Study Finds Local Media Influences Racial Perceptions
by Cayla Cassidy | published Sep. 26th, 2018
A research study titled "Shaping Our Stories" found that media coverage of people of color influences racial perceptions, and that the media feels a responsibility to help improve these perceptions. Causewave Community Partners, a non-profit organization dedicated to promoting change within the community, ran the study to increase understanding of how race is portrayed in the news in the Greater Rochester Area. Causewave then presented their findings at the Strong Museum of Play on Tuesday, Sept. 18, 2018.
Jeff Crane, superintendent of the the West Irondequoit Central School District and co-chair of the study’s steering committee, said the intended goal was to “spark a productive and collaborative dialogue ... that will lead to positive changes in our community.”
According to the report, the majority of both the media and black and African American survey participants found that the coverage surrounding people of color tends to have a more negative focus. In addition, more than 50 percent of all parties agreed that there should be more positive news involving people of color in order to have more well-rounded coverage of these communities.
Of those polled, 79 percent of African Americans expressed said agreement — an overwhelming majority. To reduce negative perceptions of minority communities, a survey participant was quoted as suggesting that the media report that “a person committed the crime, not a color.”
Causewave found that 76 percent of media members agree that they feel responsible when it comes to representing people of color in a manner as unbiased as possible, and that it is their job to help improve racial relations among their communities.
However, only 15 percent of the media surveyed believe that they do an accurate job of reporting on communities with higher populations of color.
How Was the Study Conducted?
Todd Butler, president and CEO of Causewave Community Partners, discussed how the study was conducted before presenting its results.

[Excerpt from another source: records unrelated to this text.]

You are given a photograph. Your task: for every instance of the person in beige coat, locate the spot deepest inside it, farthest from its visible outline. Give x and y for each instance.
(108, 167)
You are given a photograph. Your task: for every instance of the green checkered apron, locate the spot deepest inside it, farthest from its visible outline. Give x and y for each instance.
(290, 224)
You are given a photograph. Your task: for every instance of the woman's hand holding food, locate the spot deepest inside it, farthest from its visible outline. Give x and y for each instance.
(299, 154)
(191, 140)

This two-part project consisted of a poll of 550 community members of diverse racial backgrounds and represented the integrity of the population’s demographics. 46 local members of the media were also polled.
In addition to the polls, 75 volunteers from diverse backgrounds analyzed local news content during a 51-day time frame from Dec. 12, 2017 through Jan. 31, 2018. More than 2,000 stories from various local news sources, such as the Democrat & Chronicle’s print edition and other daily broadcasts, were evaluated.
Changes to news reporting, as mentioned in the study, could come from redefining what is considered to be news. Simeon Banister, vice president of community programs at The Community Foundation and a member of the steering committee, said that this could be achieved by expanding the definition of news rather than defining it “in a fairly narrow construct.”
“If ‘news’ is crime only and that crime is generally over-reported in communities of color, then the coverage will bare that out,” he said.
Banister, however, also suggested that the modification could prove difficult.
“I think that’s really one of the challenges that was posed today that I think is a really important one: ‘How do we actually think about news?’” Banister said. “If we broaden that definition to include some things that perhaps we haven’t traditionally considered news ... hopefully we get a broader representation that’s more fair.”
This shift could be achieved through active collaboration between communities and the media. Non-profit organizations could act as a resource for positive storytelling, and interact with people working in newsrooms, as stated in the report. It would also be beneficial for community members to provide feedback on what’s being covered.
But this is not a one way street — the responsibility is shared by newsrooms alike. In order to provide more “well-rounded” coverage, newsroom professionals should interact with the communities they are reporting on.
In addition to fostering new relationships, as mentioned in the report, news outlets can look to publish more dynamic content on their websites, such as videos from members of the community. They can seek out ways to turn what might be a negative story into one with an optimistic end.
Justin Murphy, a reporter for the Democrat & Chronicle, said one way the media could improve would be to "have more people of color in the newsroom, both reporters, editors, photographers, everything."
Not only could newsrooms diversify their staff, but reporters and newsroom staff could also expand their own networks.
“In general, having diverse — both personal and professional — connections will help you in doing a better of finding stories in communities of color and also help you in doing a better job of [reporting on] whatever stories you take on,” Murphy said.
Improvement is possible. Causewave is determined to “continue this conversation” going forward. They have partnered with RIT’s School of Communication to create a “community sourcebook,” which will involve creating a resource to encourage news and community relationship cultivation.
Continuing the Investigation
Causewave plans to re-run the study at the end of 2019 to see if the efforts are paying off. When Causewave met with newsroom staff and leadership, Butler said that they asked if open conversations about race reporting were taking place. The numbers weren’t as high as they could be, and he’d like to see them increase the next time the perception polls are done.
“I would hope that one of the things we might see is that instead of 40 percent of news professionals saying that they have open conversations about this in their newsrooms, maybe that’s 50 percent or 60 percent,” he said.
Though communities do have a duty to promote change, Butler thinks that change would be noticed the most through a shift in the news.
“The media responses are the things that we have more opportunity to influence and would have a greater influence on the community as a whole.”